Turncoat senator Lidia Thorpe gives emotional speech on Indigenous deaths in custody
Ex-Greens senator Lidia Thorpe has carried a message stick into parliament as she made an emotionally-charged plea to the government to stop Indigenous deaths in prison and police custody.
The Victorian activist delivered the speech about a month after she defected from the left-wing party to sit on the crossbench in order to “speak freely” on issues and lead what she describes as a Blak sovereignty movement.
Speaking in the upper house on Tuesday, Senator Thorpe said the message stick was engraved with the number of Indigenous people who had died in custody since the 1991 royal commission into the issue.
“Here we are 32 years later, more than a generation later, and more and more of our people are dying in custody instead of putting an end to this crisis,” she said.
“When I first walked into this chamber, I carried this message stick engraved with one line for each death in custody since the royal commission.”
Senator Thorpe raised her voice and continued speaking over the top of acting Senate president Helen Polley when she told her: “You know very well that we don’t allow props to be used in the chamber.”
After asking for and being given permission to continue, Senator Thorpe said the number of etchings on the message stick had grown to 540 from 441 when she was given it before entering federal parliament in late 2020.
“We have seen government after government letting us down clearly showing that they don’t care,” she said.
“Every government comes up with new buzzwords on how they are going to deal with Blak people in this country; Closing the Gap; Introducing an advisory body after advisory body, yet there’s no changes on the ground.”
Liberal senator Kerrynne Liddle, Labor senators Patrick Dodson and Nita Green and One Nation senator Malcolm Roberts each delivered a speech on the issue following Senator Thorpe.
The 1991 Royal Commission into Aboriginal Deaths in Custody made 339 recommendations after finding Indigenous people were no more likely to die in custody than non-Indigenous people but were “overwhelmingly” more likely to be arrested and imprisoned.

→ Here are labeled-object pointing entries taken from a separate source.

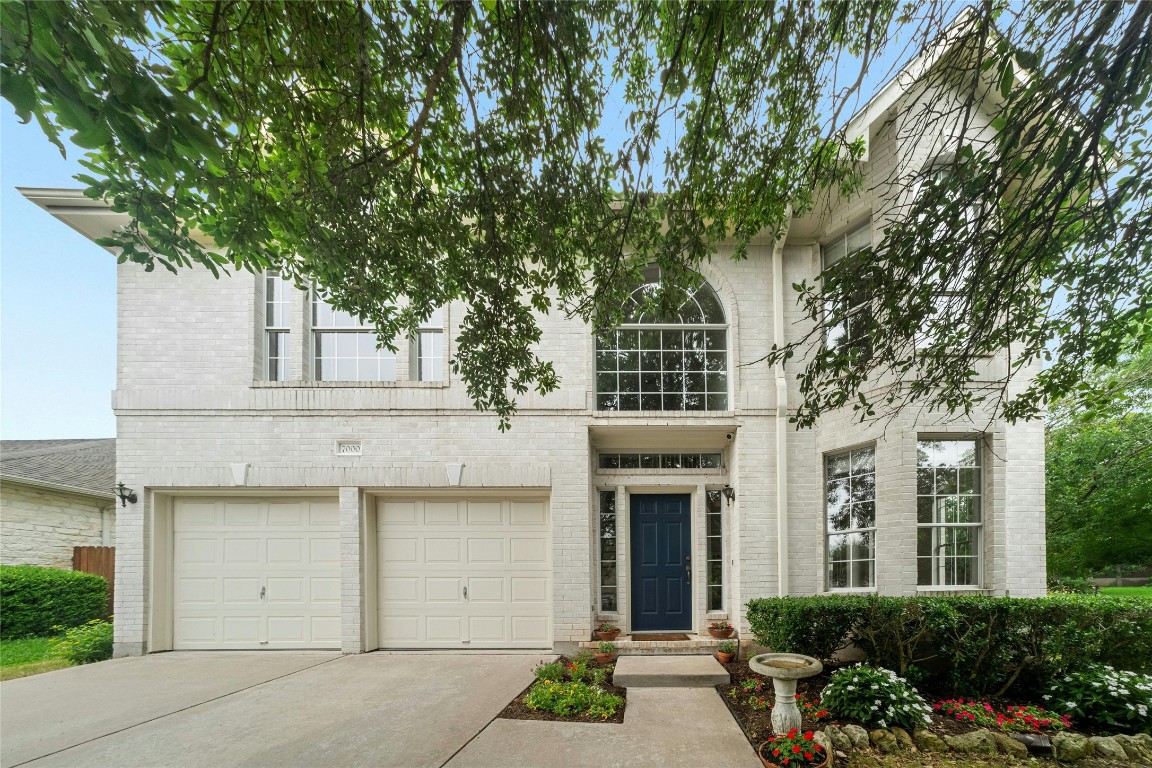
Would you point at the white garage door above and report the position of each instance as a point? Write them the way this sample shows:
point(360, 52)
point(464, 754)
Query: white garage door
point(468, 573)
point(256, 573)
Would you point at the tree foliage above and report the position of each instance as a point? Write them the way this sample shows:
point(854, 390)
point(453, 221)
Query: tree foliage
point(528, 158)
point(1099, 473)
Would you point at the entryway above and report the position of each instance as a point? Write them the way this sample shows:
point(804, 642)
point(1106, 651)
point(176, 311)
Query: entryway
point(661, 539)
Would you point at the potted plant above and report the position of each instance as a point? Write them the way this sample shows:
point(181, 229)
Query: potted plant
point(794, 749)
point(607, 631)
point(720, 629)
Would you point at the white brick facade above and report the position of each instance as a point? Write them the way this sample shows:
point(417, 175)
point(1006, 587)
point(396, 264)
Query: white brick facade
point(39, 526)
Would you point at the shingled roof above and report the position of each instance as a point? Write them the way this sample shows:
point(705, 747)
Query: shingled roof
point(83, 465)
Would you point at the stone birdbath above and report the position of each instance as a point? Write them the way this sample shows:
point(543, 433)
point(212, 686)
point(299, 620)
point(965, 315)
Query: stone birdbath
point(785, 669)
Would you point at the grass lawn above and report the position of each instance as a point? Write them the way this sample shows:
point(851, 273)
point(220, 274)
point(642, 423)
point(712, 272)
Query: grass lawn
point(28, 656)
point(1128, 592)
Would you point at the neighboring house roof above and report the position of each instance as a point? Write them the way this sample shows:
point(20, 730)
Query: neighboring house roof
point(83, 466)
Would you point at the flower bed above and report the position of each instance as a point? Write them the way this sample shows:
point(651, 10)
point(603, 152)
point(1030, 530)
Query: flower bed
point(575, 690)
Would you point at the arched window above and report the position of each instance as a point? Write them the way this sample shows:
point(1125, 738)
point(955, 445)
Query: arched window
point(673, 363)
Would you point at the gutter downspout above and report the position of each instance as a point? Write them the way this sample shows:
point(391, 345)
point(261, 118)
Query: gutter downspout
point(781, 381)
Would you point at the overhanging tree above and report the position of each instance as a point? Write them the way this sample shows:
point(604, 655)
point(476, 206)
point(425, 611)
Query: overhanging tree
point(528, 158)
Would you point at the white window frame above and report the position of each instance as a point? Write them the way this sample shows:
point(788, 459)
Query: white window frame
point(850, 530)
point(851, 241)
point(355, 327)
point(277, 313)
point(939, 567)
point(431, 332)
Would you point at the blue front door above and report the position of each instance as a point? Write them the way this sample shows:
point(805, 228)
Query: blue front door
point(661, 562)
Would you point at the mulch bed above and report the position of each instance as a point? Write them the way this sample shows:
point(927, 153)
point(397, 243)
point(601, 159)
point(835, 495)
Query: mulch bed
point(517, 709)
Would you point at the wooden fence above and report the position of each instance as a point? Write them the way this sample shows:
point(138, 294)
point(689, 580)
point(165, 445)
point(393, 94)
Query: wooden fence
point(100, 561)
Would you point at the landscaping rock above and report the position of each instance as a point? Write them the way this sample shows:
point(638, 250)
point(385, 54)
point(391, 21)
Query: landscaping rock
point(1106, 746)
point(840, 740)
point(976, 743)
point(885, 740)
point(929, 742)
point(857, 735)
point(1008, 745)
point(1135, 749)
point(903, 739)
point(1070, 746)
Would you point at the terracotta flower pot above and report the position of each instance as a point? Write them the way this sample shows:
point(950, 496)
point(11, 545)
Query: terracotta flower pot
point(770, 763)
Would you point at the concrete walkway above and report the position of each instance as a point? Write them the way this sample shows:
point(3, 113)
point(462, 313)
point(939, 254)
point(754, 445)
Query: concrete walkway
point(275, 708)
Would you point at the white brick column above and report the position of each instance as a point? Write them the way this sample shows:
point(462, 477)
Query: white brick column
point(351, 592)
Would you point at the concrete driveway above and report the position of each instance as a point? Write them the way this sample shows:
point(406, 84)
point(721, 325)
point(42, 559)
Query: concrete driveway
point(252, 709)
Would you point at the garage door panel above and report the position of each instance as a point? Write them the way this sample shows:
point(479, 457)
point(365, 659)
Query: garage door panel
point(256, 573)
point(426, 560)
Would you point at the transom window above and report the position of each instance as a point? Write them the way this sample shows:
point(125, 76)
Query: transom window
point(677, 362)
point(847, 318)
point(948, 512)
point(850, 515)
point(346, 348)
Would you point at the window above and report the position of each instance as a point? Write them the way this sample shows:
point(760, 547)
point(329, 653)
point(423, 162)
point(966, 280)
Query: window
point(659, 461)
point(848, 317)
point(674, 363)
point(427, 350)
point(850, 515)
point(948, 512)
point(713, 521)
point(277, 350)
point(346, 349)
point(608, 550)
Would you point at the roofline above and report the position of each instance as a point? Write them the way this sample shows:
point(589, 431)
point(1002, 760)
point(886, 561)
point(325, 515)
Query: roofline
point(44, 485)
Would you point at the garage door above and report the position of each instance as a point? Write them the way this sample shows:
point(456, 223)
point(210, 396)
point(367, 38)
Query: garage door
point(256, 573)
point(468, 573)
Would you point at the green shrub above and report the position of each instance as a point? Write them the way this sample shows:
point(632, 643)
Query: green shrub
point(970, 645)
point(873, 696)
point(33, 600)
point(817, 626)
point(1105, 697)
point(86, 643)
point(573, 698)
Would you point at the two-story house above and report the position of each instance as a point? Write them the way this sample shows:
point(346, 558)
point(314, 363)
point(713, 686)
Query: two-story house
point(300, 488)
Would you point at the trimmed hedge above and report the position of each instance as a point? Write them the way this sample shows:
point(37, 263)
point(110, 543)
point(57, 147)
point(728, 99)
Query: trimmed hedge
point(33, 600)
point(972, 645)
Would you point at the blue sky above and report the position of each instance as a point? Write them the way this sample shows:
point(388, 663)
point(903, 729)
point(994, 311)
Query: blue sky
point(58, 298)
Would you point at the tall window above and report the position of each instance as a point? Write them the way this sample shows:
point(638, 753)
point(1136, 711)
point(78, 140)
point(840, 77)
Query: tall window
point(608, 550)
point(277, 350)
point(948, 514)
point(714, 527)
point(346, 349)
point(848, 316)
point(673, 363)
point(427, 350)
point(850, 515)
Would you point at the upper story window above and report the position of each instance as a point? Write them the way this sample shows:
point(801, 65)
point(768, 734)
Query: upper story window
point(948, 512)
point(848, 317)
point(426, 355)
point(849, 506)
point(277, 334)
point(674, 363)
point(346, 349)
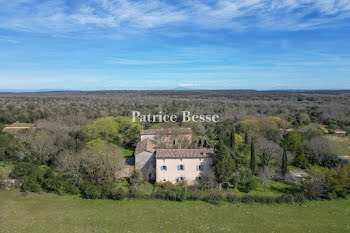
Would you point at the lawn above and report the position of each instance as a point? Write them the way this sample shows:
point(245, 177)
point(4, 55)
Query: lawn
point(342, 144)
point(126, 152)
point(5, 169)
point(52, 213)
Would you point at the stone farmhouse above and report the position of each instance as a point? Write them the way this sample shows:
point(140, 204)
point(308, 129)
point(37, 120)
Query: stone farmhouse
point(168, 155)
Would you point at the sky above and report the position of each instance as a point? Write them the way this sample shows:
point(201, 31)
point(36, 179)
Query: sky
point(158, 44)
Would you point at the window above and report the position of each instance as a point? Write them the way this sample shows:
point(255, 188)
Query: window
point(181, 167)
point(179, 179)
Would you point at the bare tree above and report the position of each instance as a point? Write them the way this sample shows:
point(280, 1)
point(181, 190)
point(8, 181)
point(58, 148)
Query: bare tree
point(265, 175)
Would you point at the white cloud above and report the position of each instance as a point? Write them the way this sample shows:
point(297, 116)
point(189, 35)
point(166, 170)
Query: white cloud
point(54, 16)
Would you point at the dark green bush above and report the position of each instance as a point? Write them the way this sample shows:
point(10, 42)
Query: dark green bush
point(24, 169)
point(247, 199)
point(214, 198)
point(31, 183)
point(118, 194)
point(194, 194)
point(265, 199)
point(232, 198)
point(2, 182)
point(90, 191)
point(288, 198)
point(135, 192)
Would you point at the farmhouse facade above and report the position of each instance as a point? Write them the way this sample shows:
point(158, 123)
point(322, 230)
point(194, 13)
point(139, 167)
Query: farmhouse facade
point(161, 155)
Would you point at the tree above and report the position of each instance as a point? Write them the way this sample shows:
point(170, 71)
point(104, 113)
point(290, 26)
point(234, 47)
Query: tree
point(246, 138)
point(294, 141)
point(284, 166)
point(232, 140)
point(117, 130)
point(304, 118)
point(252, 158)
point(98, 162)
point(321, 151)
point(223, 163)
point(301, 161)
point(265, 175)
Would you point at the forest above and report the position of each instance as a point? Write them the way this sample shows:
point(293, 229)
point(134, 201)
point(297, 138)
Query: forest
point(75, 142)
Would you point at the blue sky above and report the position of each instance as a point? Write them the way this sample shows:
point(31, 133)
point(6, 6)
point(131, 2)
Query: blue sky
point(223, 44)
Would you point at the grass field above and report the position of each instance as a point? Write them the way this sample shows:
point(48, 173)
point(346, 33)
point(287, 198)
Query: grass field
point(342, 144)
point(52, 213)
point(126, 152)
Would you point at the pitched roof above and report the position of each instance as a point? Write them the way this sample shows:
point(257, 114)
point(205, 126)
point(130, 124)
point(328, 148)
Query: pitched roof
point(145, 145)
point(166, 131)
point(184, 153)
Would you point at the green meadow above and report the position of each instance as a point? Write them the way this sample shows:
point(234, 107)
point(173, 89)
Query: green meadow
point(52, 213)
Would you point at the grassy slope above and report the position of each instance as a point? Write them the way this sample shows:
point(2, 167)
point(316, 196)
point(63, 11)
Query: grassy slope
point(126, 152)
point(52, 213)
point(342, 144)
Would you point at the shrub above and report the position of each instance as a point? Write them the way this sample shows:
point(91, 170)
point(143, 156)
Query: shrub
point(90, 191)
point(194, 194)
point(118, 194)
point(23, 169)
point(214, 198)
point(251, 184)
point(106, 189)
point(288, 198)
point(31, 184)
point(265, 199)
point(299, 197)
point(2, 182)
point(232, 198)
point(247, 199)
point(135, 192)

Senator Dodson, a former commissioner of the landmark inquiry and now Labor’s reconciliation envoy, has urged the Albanese government to adopt the outstanding recommendations from the royal commission.
“More than 500 Aboriginal people have died in custody since that time. And that is a statistic that I know unsettles us all,” he told the upper house on Tuesday.
“What’s the root cause of this dreadful statistic? Simply too many Aboriginal people are being locked up.
“First Nations people make up only 3.8 per cent of the Australian population, but they represent 32 per cent of the adult prison population. These figures are completely unacceptable.”
However, Senator Dodson rejected Senator Thorpe’s assertion that the government was unwilling to take action, saying: “We are serious about reducing the number of First Nations peoples going to jail”.
Senator Thorpe split from the Greens two years and five months after entering federal parliament as a Greens senator and just seven months into this parliamentary term after she was given the top spot on the party’s Victorian ticket and re-elected.
She is guaranteed her Senate seat until 2028.
She jumped ship after a long-running dispute over the Indigenous Voice to parliament, which she doesn’t support on the grounds that she says a treaty should come before the proposed advisory body.
The Albanese government maintains the enshrining of the Voice in the Constitution was the first step towards reconciliation that Indigenous leaders asked for in the 2017 Uluru Statement from the Heart.